Des Weiteren fanden Forscher der University of California in Los Angeles 2016 in einer Studie an Fadenwürmern heraus, dass sowohl BPA als auch BPS schwere Fortpflanzungsstörungen hervorrufen, wie eine erhöhte Sterberate von Embryos.
Eine Studie des Nature Research Journals „Scientific Reports“ aus dem Jahre 2019 an Mäuseherzen zeigt, dass Bisphenol S die Herzmuskelfunktion stören kann. Vor allem tat es dies bei weiblichen Mäusen, da BPS an den Östrogenrezeptoren ansetzte.
Die Europäische Chemikalienagentur in Helsinki veröffentlichte 2016 eine Arbeit mit gesammelten Studien, die sowohl in vitro als auch an Ratten durchgeführt wurden.

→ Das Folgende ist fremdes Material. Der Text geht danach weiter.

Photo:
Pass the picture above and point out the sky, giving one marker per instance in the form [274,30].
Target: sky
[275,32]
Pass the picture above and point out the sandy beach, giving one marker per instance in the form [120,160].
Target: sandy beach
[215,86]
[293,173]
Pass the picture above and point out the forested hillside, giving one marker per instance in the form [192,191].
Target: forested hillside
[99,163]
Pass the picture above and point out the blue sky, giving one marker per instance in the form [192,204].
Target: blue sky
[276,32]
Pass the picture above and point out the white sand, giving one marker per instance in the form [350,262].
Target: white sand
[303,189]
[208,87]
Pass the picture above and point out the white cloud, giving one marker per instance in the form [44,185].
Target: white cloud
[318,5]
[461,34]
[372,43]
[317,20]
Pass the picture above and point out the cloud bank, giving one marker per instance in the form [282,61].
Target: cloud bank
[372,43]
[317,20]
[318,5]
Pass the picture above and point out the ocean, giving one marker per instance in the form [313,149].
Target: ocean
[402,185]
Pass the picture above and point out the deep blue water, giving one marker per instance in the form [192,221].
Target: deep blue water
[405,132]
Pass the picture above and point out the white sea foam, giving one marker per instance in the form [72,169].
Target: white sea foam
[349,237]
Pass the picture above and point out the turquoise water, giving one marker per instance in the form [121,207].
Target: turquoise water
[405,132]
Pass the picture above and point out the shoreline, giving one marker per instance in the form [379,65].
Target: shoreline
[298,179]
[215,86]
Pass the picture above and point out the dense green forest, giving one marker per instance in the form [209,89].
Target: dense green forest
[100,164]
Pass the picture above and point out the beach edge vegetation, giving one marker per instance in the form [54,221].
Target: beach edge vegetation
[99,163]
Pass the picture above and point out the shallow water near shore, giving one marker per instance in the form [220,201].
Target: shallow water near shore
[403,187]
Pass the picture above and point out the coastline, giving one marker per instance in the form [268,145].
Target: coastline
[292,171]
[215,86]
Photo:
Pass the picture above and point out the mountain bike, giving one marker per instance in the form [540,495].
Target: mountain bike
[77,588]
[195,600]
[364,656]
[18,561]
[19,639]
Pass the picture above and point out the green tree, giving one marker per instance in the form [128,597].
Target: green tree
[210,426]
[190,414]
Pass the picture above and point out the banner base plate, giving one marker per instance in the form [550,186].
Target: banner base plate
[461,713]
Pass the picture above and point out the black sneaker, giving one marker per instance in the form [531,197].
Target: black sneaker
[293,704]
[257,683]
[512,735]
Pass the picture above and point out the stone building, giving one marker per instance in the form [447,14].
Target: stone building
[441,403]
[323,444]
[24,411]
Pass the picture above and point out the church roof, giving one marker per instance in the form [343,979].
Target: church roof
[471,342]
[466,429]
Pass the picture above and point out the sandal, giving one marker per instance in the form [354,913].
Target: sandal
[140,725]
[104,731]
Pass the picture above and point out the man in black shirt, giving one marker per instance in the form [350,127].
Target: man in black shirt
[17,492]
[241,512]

Diese bestätigt, dass Bisphenol S den menschlichen Hormonhaushalt potentiell sehr weitläufig beeinflussen kann:
- Mit Bisphenol S behandelte Tiere wurden entweder gar nicht schwanger oder bekamen weniger Junge als üblich.
- Der Transport und die Hormonwechselwirkung von Östrogen wurde gestört.
- Die Nebennieren (Adrenaldrüsen) waren vergrößert.
- Die Milchdrüsen bei den Weibchen waren verkümmert.
Wie du aktiv gegen Bisphenol S vorgehen kannst
Bisphenol S ist, wie auch Bisphenol A, in vielen Produkten enthalten.
Utopia empfiehlt:
- kaufe so wenige Nahrungsmittel in Plastikverpackungen wie möglich
- wasche dir nach der Handhabung mit den thermobehandelten Kassenbons immer die Hände
- achte auf BPA- und BPS-freie Produkte (wie z.B. bei Trinkflaschen).
Was du außerdem tun kannst:
- Leute aktiv über Bisphenol S und seine schädlichen Wirkungen informieren.
- Eine Petition für den Bundestag gegen den spezifischen Einsatz von Bisphenol S und den weiteren BPA-Ersatzstoffen entwerfen, verbreiten und einreichen (zum Beispiel mit Hilfe von openpetition.de).
- Direkt an Politiker schreiben und sie über diese Problematik aufklären.